Nicole Anthony: I think technology positively impacts the education process, because it allows students to connect with one another locally, globally, and it allows students the opportunity to learn how to innovate and collaborate with that technology. Students also need the opportunity to learn how to use technology in a responsible and equitable way. My biggest advice for pre-service teachers is to find what you’re passionate about and follow that passion no matter what.

[Voice over continues with video of a long shot of Nicole standing behind a podium and speaking into a microphone to address her fellow recipients, with a number of them listening. Then, back to Nicole speaking in the interview setting to conclude.]

Nicole Anthony: Figure out what you’re good at early and work towards honing those skills. You might feel like you’re trailblazing and that’s hard to do, but it will pay off, and your students will benefit much more from you taking risks and thinking outside the box.

[Fade to black.]

[Cut to white screen, with the Government of Canada FIP followed by the Canada Wordmark.]

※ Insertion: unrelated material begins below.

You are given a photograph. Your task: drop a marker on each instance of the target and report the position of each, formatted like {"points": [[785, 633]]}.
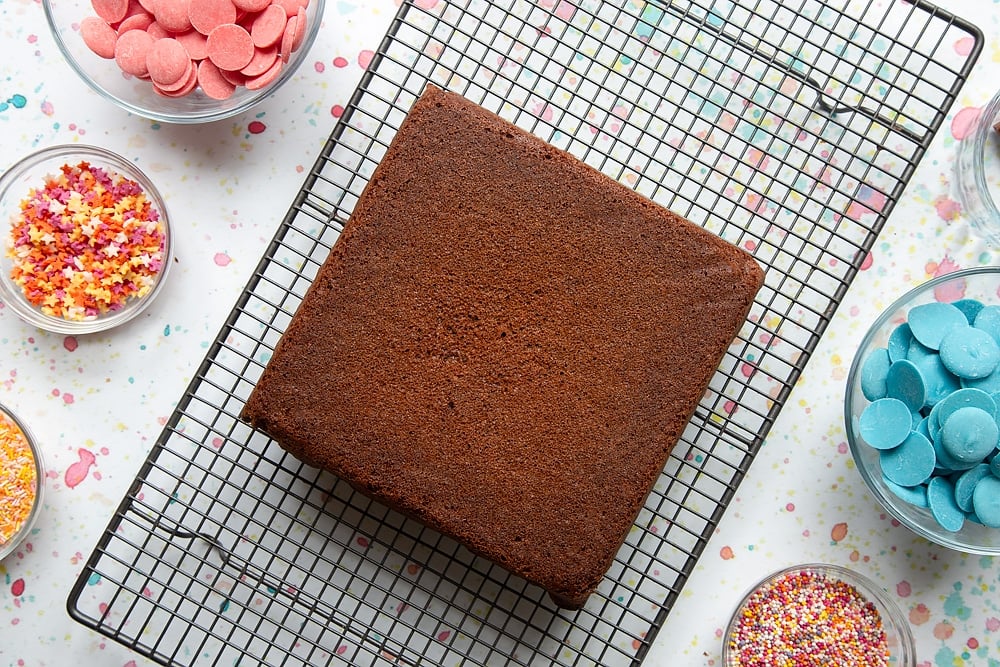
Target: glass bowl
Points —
{"points": [[106, 76], [783, 614], [964, 289], [22, 475], [977, 170], [79, 274]]}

Prime Minister's Award for Teaching Excellence in STEM

Nicole Anthony

John Polanyi Collegiate Institute
640 Lawrence Avenue West
Toronto, ON  M6A 1B1

School telephone: 416-395-3303
School website: http://www.jpci.ca
Twitter: @hiNicoleAnthony & @GENEius_Science & @MetamorphSTEM

Subjects and grades taught: Science, Biology and Interdisciplinary Studies in Biotechnology, grades 9–12

Described by a colleague as a force of nature, Nicole Anthony is a former-business-student-turned-science-teacher working at an inner-city school serving the largest community housing project in Toronto. Understanding that education is crucial to breaking the cycle of poverty, Nicole—with the help of her pet parakeet, Petri—engages students in science in a welcoming and stimulating classroom.

Teaching approach

Nicole brings science to life for her students by making it personally meaningful and relevant. She has them solve real-world problems, and connects science learning to other parts of the curriculum. With a passion for STEM subjects in their own right—and as areas in which girls can excel—she also sees them as a way to foster collaboration and inspire creativity.

STEM in the Classroom

  • Introduces university-level technology skills (and gives students experience on the required equipment): students amplify, visualize and analyze DNA, measure the oxygen plants use, and plan and execute their own experiments
  • Presents real-life problems to solve: following a media report about poor air quality in schools, students designed a living wall for the classroom, managing the grant budget and sourcing the necessary materials; a biotechnology course has students use various techniques and equipment such as to identify the DNA of a criminal suspect; "citizen science opportunities" give students a chance to contribute to ongoing research projects, such as one monitoring the health of a local watershed
  • Integrates science education with technology class: students pursue common projects—such as studying the design of maple keys and then improving it for better flight—and receive grades for both courses

Outstanding achievements

  • Founded the Metamorphosis Girls STEM conference, the largest such gathering in Canada, to encourage more girls to enrol in STEM courses and help close the gender gap in STEM fields
  • Won award and funding from the U.S. National Science Teachers Association to rebuild her rundown science lab
  • Launched Ministry-registered private school and non-profit science outreach organization, GENEius Science, which runs biotechnology programs on weekends and in the summer; Nicole applied for grants and did crowdfunding to get it off the ground
  • Introduced science fair in Grade 9 with 100-percent participation; school now takes part in city-wide science fair, with excellent individual results; Nicole mentors other science teachers wanting to similarly engage their students in these competitions and biotechnology

Rave reviews

"Ms. Anthony has been one of the most inspiring teachers for me because she has opened my eyes to how captivating science is, and she has also shown me the important role women play in STEM."